What happens to the material world after a disappearance?

Life After Death does not seek to represent grief itself. Rather, it explores the subtle transformations that loss produces within the material world of those who remain. Death does not simply remove a person; it quietly alters the relationships that once connected bodies, gestures, objects, and space. The world continues, yet its internal logic has shifted.

Unlike many works about mourning, these sculptures are not composed of the belongings of the deceased. They are made from the objects of the living: discarded materials drawn from the domestic sphere and the world of work. They are the ordinary things through which everyday life continues to unfold. Yet after a disappearance, these familiar objects seem to lose the certainty of their place. Their function survives, but their destination has changed. Gestures remain, habits persist, yet something within their meaning has been irreversibly displaced.

Removed from their original context, these fragments enter into unfamiliar relationships. They no longer obey the logic that once united them. They appear suspended within uncertain balances, held together by invisible forces whose order remains unstable. Distances become as meaningful as contact. A new grammar slowly emerges from the fragments of the old one.

The bread masks belong to this same condition. They are not portraits, but imagined physiognomies of grief. Their features oscillate between face and body, eyes and wounds, swelling and memory. They refuse stable identity, as though mourning had dissolved the certainty of form itself.

The series therefore approaches grief not as absence, but as reorganization. It asks how matter continues after an event that has transformed the world without transforming its appearance. This is why the project revolves around the notion of survivance. The materials have not disappeared; they have endured. Marked by use, erosion, fracture, rust or drying, they persist in altered states. They no longer inhabit the world in quite the same way, yet they continue to bear it.

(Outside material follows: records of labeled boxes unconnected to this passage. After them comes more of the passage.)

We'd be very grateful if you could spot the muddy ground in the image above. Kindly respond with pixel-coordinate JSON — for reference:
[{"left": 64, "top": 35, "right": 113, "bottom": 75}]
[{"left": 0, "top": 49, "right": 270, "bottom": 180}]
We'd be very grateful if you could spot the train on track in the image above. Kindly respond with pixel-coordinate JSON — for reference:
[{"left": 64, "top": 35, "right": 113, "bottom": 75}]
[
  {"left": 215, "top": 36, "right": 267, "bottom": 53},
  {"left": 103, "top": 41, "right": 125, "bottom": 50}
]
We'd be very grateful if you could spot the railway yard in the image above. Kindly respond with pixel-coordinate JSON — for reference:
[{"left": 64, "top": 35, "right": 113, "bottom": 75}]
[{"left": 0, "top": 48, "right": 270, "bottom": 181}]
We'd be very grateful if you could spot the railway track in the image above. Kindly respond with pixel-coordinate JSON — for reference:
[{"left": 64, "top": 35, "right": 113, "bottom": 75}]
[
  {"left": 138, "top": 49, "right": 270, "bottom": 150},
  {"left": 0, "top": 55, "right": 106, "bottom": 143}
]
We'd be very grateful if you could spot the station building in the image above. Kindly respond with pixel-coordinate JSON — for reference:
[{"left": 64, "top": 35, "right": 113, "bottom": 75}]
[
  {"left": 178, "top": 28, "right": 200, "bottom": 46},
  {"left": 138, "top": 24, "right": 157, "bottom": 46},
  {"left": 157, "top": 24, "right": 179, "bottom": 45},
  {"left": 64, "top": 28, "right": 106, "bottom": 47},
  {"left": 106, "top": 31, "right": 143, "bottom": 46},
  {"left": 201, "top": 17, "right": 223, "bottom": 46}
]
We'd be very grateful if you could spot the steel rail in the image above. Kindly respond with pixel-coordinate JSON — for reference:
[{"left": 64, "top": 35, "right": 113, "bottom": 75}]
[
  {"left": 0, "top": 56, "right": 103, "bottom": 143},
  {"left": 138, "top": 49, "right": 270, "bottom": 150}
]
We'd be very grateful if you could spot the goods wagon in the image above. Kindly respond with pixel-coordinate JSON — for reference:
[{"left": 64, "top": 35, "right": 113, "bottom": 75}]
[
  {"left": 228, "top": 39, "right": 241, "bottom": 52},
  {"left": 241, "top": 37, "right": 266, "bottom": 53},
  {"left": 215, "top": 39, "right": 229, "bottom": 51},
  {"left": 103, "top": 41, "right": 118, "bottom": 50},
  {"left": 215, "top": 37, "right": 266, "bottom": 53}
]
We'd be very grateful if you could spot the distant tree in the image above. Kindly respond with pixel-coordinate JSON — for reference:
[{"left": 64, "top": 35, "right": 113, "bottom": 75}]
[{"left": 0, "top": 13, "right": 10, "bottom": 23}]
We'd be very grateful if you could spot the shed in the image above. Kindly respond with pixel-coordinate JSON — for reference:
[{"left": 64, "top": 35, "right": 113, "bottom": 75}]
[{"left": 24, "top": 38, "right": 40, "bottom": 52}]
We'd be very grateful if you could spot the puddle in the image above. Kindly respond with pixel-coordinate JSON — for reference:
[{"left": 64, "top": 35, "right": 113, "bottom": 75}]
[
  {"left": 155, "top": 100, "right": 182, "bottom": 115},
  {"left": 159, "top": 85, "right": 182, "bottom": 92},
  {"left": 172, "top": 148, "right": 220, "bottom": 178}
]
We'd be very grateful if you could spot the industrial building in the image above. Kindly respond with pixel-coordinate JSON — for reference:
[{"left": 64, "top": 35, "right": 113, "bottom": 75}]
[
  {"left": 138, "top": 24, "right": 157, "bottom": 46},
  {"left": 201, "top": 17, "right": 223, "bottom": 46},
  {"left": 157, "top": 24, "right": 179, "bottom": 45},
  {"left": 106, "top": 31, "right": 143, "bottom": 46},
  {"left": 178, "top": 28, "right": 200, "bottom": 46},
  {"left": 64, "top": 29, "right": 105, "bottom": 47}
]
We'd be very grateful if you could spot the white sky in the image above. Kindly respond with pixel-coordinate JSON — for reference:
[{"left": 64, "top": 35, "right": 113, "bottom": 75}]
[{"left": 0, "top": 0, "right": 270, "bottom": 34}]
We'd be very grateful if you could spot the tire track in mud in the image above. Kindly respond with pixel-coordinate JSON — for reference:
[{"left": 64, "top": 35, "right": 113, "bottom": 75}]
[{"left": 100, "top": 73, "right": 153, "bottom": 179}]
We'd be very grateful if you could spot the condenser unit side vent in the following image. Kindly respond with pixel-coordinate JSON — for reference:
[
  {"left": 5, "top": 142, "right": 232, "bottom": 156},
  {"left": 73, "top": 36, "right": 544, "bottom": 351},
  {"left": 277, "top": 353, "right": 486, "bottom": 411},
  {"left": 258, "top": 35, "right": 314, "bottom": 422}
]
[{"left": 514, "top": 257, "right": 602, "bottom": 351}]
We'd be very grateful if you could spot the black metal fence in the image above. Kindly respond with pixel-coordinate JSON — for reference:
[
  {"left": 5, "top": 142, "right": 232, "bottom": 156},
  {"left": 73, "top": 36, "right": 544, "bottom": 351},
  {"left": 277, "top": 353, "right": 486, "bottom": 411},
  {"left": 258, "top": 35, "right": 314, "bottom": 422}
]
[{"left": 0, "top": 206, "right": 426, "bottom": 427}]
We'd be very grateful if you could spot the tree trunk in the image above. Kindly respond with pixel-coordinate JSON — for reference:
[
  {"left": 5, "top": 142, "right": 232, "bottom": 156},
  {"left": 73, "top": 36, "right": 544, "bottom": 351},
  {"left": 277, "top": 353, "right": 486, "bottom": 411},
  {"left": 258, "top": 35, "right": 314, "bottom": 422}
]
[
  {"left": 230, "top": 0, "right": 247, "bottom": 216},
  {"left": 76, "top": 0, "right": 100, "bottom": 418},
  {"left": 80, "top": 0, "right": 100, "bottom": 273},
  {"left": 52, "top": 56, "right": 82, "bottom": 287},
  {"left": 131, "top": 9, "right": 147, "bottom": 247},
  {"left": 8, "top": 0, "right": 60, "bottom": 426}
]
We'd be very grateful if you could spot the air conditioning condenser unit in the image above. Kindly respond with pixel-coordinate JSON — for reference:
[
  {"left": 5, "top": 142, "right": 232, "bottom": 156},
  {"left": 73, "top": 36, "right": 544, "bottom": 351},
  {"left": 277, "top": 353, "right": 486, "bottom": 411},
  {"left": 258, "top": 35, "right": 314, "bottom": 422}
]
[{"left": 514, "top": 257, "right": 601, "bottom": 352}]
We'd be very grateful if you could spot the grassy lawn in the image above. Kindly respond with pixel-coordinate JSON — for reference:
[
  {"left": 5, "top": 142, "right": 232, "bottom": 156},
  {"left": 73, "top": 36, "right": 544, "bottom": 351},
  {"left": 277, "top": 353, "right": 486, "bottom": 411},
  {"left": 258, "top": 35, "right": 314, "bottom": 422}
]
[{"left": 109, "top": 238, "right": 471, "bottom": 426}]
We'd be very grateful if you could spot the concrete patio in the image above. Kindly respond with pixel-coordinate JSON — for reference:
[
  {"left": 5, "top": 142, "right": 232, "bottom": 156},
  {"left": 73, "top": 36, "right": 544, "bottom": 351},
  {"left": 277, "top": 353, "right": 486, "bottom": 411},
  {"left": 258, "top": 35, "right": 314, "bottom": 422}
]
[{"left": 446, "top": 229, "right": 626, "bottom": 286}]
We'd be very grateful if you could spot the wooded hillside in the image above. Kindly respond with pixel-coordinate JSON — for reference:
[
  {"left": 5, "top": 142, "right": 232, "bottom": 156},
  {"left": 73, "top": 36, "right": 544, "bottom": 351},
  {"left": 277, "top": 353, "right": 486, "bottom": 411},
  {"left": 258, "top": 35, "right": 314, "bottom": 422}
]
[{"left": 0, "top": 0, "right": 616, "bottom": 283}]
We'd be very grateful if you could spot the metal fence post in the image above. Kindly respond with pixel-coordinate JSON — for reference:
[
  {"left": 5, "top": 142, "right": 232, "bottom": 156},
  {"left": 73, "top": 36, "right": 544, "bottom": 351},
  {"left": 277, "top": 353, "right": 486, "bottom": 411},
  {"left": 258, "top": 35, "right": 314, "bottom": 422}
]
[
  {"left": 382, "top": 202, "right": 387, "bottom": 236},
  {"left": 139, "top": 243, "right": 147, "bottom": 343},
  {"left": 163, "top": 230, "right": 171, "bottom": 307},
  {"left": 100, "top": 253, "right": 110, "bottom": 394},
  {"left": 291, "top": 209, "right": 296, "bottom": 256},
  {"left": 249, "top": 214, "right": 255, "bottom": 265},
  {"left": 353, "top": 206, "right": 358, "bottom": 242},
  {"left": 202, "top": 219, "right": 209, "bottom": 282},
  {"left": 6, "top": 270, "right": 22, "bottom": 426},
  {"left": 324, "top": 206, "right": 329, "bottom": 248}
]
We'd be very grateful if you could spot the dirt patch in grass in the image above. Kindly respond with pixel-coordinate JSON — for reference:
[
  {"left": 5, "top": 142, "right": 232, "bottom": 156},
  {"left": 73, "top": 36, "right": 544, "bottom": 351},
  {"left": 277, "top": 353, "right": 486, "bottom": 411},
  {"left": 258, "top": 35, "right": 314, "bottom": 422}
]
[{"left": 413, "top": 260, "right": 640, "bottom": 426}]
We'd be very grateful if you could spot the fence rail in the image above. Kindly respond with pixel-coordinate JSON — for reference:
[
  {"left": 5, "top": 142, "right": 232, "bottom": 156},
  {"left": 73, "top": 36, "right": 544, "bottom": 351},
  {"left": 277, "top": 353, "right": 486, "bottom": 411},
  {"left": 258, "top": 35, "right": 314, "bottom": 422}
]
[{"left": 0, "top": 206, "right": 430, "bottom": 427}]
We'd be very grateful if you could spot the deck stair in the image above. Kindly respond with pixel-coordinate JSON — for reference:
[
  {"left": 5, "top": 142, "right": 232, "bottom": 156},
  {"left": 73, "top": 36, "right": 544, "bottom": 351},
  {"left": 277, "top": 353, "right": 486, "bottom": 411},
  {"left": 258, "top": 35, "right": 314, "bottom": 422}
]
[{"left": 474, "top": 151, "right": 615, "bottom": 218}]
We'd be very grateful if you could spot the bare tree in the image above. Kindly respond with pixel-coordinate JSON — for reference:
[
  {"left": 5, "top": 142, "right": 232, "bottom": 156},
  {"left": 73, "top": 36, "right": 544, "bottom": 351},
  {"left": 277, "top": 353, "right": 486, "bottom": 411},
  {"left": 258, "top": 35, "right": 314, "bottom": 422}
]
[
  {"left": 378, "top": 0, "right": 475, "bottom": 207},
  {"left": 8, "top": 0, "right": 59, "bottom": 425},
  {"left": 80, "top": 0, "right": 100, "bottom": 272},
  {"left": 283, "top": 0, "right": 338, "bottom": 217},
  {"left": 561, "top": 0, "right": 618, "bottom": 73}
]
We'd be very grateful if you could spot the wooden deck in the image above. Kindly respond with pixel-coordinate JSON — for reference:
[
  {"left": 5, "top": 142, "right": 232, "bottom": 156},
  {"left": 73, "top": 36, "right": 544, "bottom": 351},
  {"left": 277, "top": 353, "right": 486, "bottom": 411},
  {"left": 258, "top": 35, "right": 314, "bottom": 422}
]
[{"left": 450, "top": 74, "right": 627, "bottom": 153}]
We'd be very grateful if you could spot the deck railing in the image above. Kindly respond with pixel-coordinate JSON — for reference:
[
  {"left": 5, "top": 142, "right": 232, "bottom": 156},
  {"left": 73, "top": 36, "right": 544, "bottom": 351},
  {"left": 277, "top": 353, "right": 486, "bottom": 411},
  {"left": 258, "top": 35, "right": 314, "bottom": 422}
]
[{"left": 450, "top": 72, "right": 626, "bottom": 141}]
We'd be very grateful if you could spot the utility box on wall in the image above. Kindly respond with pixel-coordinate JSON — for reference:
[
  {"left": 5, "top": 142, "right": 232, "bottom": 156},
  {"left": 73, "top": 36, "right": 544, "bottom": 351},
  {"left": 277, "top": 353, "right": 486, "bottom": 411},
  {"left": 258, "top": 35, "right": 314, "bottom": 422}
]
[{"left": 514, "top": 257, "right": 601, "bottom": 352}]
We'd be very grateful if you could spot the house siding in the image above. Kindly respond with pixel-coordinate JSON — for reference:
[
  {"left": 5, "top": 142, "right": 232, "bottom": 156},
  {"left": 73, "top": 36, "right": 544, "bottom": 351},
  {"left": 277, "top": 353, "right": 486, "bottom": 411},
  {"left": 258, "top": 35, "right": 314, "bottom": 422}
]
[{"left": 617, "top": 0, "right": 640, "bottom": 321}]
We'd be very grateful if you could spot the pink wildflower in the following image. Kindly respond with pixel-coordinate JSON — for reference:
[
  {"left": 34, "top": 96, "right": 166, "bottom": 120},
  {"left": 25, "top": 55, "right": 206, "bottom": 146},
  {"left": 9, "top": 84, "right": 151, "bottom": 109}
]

Each sculpture becomes a sentence. Together, they compose a grammar of grief: a language through which the material world reveals how loss continues to shape the lives of those who remain.

The project is part of Bake Your Pain, an ongoing body of work I began three years ago following the death of my father. Through bread masks sculpted from my own face each time I cry, the project seeks to give form to grief—not as an image of loss, but as a physical language carried by the body.